Programa tem como objetivo central a proteção e comportamento adequado na internet; recomendações serão apresentadas ao Conselho de Direitos Humanos da ONU em 2021. *

O especialista em direitos humanos da ONU sobre privacidade, Joe Cannataci, pediu esforços globais coordenados para proteger e capacitar simultaneamente as crianças em relação ao ambiente on-line.

Cannataci iniciou um programa de dois anos, incluindo consultas on-line e públicas, para criar um conjunto de recomendações destinadas a melhorar as medidas de segurança e soluções para a privacidade infantil em todo o mundo. O projeto tem como ênfase especial a proteção e o comportamento adequado na internet.

O projeto tem como ênfase especial a proteção e o comportamento adequado na internet, by Foto: ITU/G. Anderson

Recomendações

As recomendações serão apresentadas ao Conselho de Direitos Humanos da ONU em 2021.

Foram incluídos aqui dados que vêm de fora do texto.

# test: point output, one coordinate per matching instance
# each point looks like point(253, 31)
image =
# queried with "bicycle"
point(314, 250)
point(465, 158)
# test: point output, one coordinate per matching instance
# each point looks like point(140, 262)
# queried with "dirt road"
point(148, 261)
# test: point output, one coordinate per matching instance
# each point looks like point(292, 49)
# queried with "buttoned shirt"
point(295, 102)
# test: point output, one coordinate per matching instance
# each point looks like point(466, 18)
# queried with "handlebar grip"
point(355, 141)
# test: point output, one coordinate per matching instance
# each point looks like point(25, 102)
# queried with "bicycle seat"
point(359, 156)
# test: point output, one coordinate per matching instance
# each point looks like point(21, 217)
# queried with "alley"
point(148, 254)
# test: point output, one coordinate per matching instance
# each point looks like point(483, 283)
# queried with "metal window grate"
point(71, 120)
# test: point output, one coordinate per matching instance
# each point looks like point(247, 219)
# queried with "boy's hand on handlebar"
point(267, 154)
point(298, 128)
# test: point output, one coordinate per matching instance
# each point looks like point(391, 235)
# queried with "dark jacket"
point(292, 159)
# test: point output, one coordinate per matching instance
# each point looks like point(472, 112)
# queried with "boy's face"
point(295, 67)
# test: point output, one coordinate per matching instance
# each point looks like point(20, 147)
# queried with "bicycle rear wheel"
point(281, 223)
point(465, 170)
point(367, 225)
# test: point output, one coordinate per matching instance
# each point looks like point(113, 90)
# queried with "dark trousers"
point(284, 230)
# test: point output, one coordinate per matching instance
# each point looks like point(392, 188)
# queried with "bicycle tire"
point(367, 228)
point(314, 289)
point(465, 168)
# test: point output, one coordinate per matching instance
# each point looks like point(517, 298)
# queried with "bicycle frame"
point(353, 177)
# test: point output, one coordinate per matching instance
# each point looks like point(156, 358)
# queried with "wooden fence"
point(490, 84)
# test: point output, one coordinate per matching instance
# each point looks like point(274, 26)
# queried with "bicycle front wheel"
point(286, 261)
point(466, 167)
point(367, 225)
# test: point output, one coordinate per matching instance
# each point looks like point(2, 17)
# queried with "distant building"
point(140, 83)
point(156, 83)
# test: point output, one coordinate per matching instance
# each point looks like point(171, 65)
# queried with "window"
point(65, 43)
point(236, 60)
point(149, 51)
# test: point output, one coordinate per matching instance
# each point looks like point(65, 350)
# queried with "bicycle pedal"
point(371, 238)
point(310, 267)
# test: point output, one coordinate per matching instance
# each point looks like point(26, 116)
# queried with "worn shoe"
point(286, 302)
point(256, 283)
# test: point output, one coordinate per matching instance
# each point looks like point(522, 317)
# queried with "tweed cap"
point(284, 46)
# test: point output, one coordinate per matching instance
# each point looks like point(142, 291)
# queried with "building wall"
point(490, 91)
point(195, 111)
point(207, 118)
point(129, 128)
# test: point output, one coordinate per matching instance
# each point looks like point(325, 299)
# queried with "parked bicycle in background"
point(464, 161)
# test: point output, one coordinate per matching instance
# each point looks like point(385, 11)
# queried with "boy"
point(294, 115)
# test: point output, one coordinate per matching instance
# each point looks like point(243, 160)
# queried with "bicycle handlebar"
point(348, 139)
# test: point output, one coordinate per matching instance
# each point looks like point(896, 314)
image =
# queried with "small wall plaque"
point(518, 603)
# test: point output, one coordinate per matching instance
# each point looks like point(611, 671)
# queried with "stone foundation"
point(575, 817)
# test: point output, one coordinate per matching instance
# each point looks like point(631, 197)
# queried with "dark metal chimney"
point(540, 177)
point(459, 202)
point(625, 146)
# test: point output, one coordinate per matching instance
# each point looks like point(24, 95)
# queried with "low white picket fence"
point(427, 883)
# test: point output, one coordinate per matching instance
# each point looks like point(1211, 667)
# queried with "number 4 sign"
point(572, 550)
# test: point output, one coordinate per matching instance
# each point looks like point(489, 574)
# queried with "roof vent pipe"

O especialista elogiou os recentes desenvolvimentos no Reino Unido, incluindo o estudo White Paper on Online Harms, apresentado na semana passada.

Cannataci também destacou o início de um processo de consulta para estabelecer um novo código para o "Design Apropriado para a Idade" pelo Escritório do  Comissário de Informações do Reino Unido.

Visibilidade

Para ele, "estes são exercícios muito importantes que devem ajudar a dar a tão necessária visibilidade às questões envolvidas".

Cannataci disse ainda que colocou o Código de Design Apropriado para a Idade como um dos itens da agenda da próxima reunião em setembro da Força Tarefa do seu mandato sobre o uso de dados pessoais por corporações

Ele acrescentou que quer “ouvir em primeira mão de empresas como Google, Apple, Facebook, Microsoft, Amazon, Twitter, etc. se as recomendações feitas podem e devem ser transformadas em realidade em todo o mundo e, em caso afirmativo, como e quando.”

O relator especial da ONU incentivou todas as partes interessadas a contribuir para os exercícios de consulta em andamento no Reino Unido. Para ele, a participação de todos pode influenciar a maneira pela qual novas medidas de segurança e soluções para a privacidade das crianças são introduzidas em todo o mundo.

*Relatores de direitos humanos são independentes da ONU e não recebem salário pela sua atuação.